"Family No. 6"
This week’s featured painting is “Family No. 6” from 2023. It is done with oil on panel, and measures 2 x 5 inches.
I’m not a big believer in inspiration.
At least not the way it’s often portrayed – an artist sitting in front of their easel waiting for the blinding flash of divine inspiration to strike and reveal their next masterpiece in crystal clarity.
Sadly, it almost never works that way.

Years spent at a corporate desk job disabused me of romantic ideas about work – the tasks needed to be done when they needed to be done regardless of how “inspired” I felt, otherwise there would be an uncomfortable conversation with the boss.

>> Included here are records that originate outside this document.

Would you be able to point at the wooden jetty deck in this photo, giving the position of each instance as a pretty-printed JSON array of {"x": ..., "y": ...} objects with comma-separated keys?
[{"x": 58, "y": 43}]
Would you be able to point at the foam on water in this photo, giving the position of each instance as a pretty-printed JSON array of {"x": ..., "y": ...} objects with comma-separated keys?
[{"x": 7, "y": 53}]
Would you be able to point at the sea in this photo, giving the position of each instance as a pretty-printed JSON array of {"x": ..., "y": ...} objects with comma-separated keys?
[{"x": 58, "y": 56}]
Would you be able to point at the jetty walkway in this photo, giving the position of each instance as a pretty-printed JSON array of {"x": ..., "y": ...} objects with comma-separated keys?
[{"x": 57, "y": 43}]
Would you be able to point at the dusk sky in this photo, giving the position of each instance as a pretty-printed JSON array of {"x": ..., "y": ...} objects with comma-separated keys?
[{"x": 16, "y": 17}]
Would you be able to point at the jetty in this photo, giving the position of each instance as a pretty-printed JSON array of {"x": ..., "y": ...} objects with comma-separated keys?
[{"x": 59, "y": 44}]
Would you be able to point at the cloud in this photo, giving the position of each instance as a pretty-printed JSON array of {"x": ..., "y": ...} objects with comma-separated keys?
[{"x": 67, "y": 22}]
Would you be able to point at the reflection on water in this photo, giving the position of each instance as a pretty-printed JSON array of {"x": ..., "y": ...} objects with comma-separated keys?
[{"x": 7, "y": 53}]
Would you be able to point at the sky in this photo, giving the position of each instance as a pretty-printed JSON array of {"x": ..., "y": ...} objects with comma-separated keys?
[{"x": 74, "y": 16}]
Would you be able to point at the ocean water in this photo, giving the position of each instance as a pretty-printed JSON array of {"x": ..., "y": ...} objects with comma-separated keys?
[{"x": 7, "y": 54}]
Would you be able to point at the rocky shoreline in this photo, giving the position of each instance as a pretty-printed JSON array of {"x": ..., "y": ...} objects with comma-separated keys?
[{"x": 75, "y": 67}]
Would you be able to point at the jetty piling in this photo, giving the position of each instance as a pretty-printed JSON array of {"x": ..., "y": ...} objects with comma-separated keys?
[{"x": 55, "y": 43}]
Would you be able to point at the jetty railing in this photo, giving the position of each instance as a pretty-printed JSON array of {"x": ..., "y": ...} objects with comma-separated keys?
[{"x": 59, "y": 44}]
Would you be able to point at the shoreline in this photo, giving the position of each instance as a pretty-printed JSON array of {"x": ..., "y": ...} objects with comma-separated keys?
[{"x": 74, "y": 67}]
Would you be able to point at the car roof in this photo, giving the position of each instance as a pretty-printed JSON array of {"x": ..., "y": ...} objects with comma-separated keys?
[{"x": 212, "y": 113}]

So I just show up in my studio and get to work whether I’m full of good ideas or not.
That said, for the last few months I have not felt inspired.
In fact, I think I have had the painter’s equivalent of writer’s block (though nobody ever seems to call it painter’s block…).
I’ve felt no lack of enthusiasm or energy to get into the studio every morning, and I’ve even had ideas for individual works.
But I didn’t feel like I was headed in the right direction.
So, rather than fret, I’ve tapped the pause button with my “serious” paintings, and kept myself busy by just painted marbles instead.
It’s been a delight.
On one level, they’re just studies in color and form (painting a sphere well is quite a bit harder than it looks, and seems to be a prerequisite for paintings any other form well).
And it’s let me put aside almost any thoughts of what I really want to be painting – on the assumption that sooner or later that will become perfectly clear again – like it always does.
The inspiration always works itself out in the end, if I just let it be and do its own thing.
The good news is that the break was exactly what I needed, and my head is now full of the kinds of paintings I want to be working on.